German Finance Minister Peer Steinbrueck criticized bank managers for misjudging risks to their balance sheets and said prosecutors had good reason to look into the woes of German subprime casualty IKB.
In an interview with the Financial Times and its German sister newspaper, Steinbrueck said "snooty" bankers were to blame for the fallout in Germany from the crisis in U.S. mortgage markets.
"It is remarkable how much time some bank managers need to evaluate the risks," he was quoted as saying in the Financial Times Deutschland. "Months have gone by since the end of July and some managers still don't know what the impact is on their accounts."
Steinbrueck played down the risks of the crisis for Europe's largest economy, saying there were "a lot of signals" to suggest German growth would remain strong next year.
He also cautioned against getting overly concerned about price rises in the energy and food sectors, saying inflation was expected to fall below 2 percent annually next year after registering a near-14 year high of 3 percent this month.
But signs have emerged that Germany may not be as insulated from the U.S. woes as the government has said.
Two German banks -- IKB and SachsenLB -- nearly collapsed under the strains of credit market turbulence.
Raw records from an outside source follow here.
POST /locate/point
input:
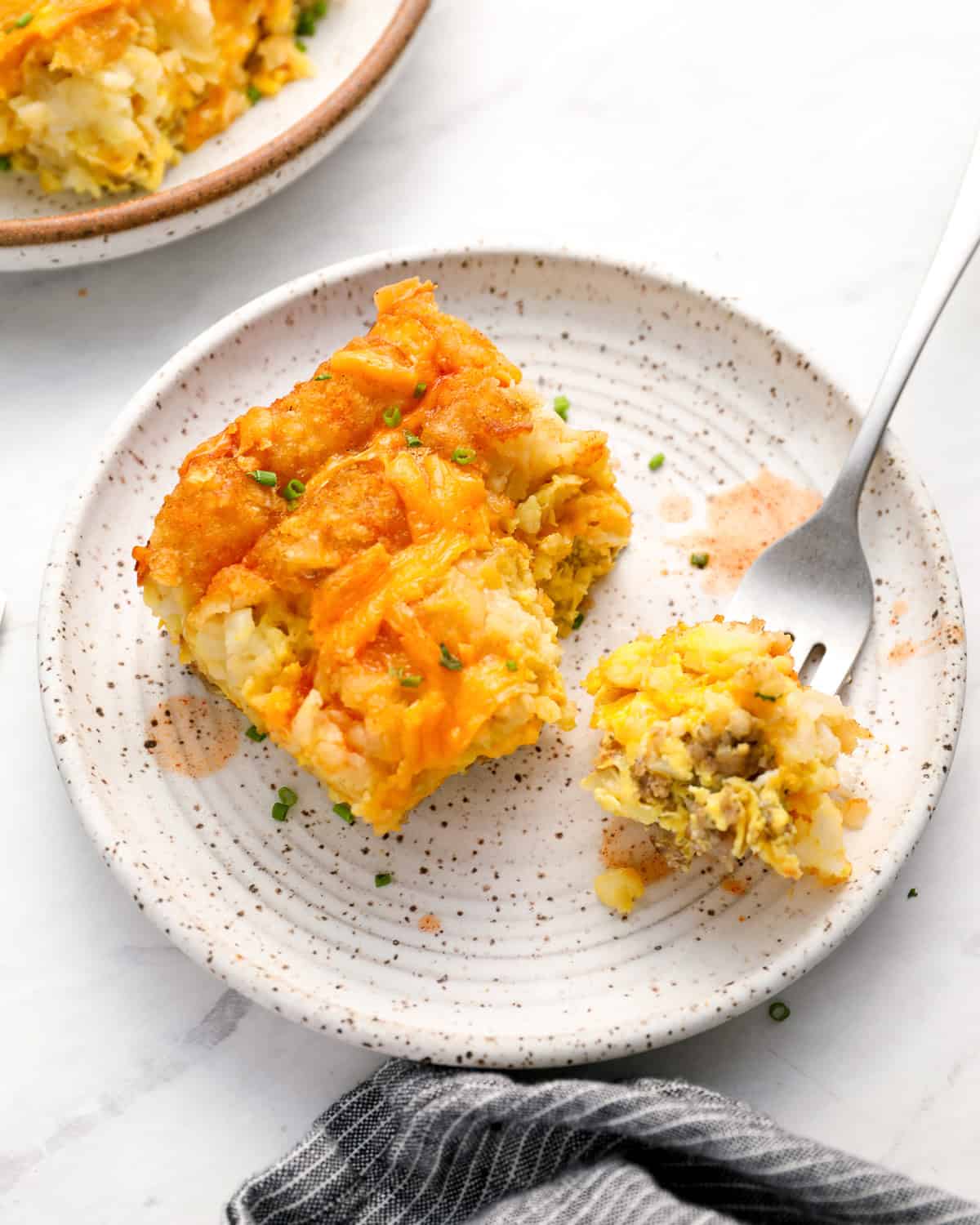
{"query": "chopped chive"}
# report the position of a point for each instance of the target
(309, 17)
(343, 813)
(448, 659)
(408, 680)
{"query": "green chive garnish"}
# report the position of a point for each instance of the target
(448, 659)
(343, 813)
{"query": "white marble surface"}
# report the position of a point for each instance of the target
(799, 159)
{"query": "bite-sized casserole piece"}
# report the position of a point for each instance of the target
(712, 742)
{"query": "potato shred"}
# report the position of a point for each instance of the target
(377, 566)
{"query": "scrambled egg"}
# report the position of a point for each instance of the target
(710, 740)
(105, 95)
(376, 568)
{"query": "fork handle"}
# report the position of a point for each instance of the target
(957, 245)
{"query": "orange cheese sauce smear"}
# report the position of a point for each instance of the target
(744, 521)
(193, 737)
(675, 509)
(946, 635)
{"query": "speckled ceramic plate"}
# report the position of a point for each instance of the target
(489, 947)
(357, 51)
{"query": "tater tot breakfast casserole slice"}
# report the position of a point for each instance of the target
(376, 568)
(710, 742)
(103, 96)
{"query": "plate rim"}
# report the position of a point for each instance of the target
(269, 157)
(391, 1034)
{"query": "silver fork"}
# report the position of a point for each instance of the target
(815, 582)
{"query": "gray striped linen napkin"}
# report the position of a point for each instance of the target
(426, 1146)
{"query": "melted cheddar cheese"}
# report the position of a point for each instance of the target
(105, 95)
(399, 619)
(712, 742)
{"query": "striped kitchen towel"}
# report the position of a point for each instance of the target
(428, 1146)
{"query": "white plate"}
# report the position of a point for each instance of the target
(528, 968)
(357, 51)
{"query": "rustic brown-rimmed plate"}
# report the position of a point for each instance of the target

German state bank KfW announced earlier this week that it expected losses linked to its rescue of IKB to nearly double to 4.8 billion euros ($7.08 billion).
Steinbrueck heads the supervisory board of KfW and one of his key deputies in the finance ministry, Joerg Asmussen, sits on the board of IKB. But both have blamed poor management for the woes.
"It is clear that the management of SachsenLB and IKB didn't have the right management expertise," Steinbrueck told the FT.
German prosecutors are looking into the developments which led to the near-collapse of IKB.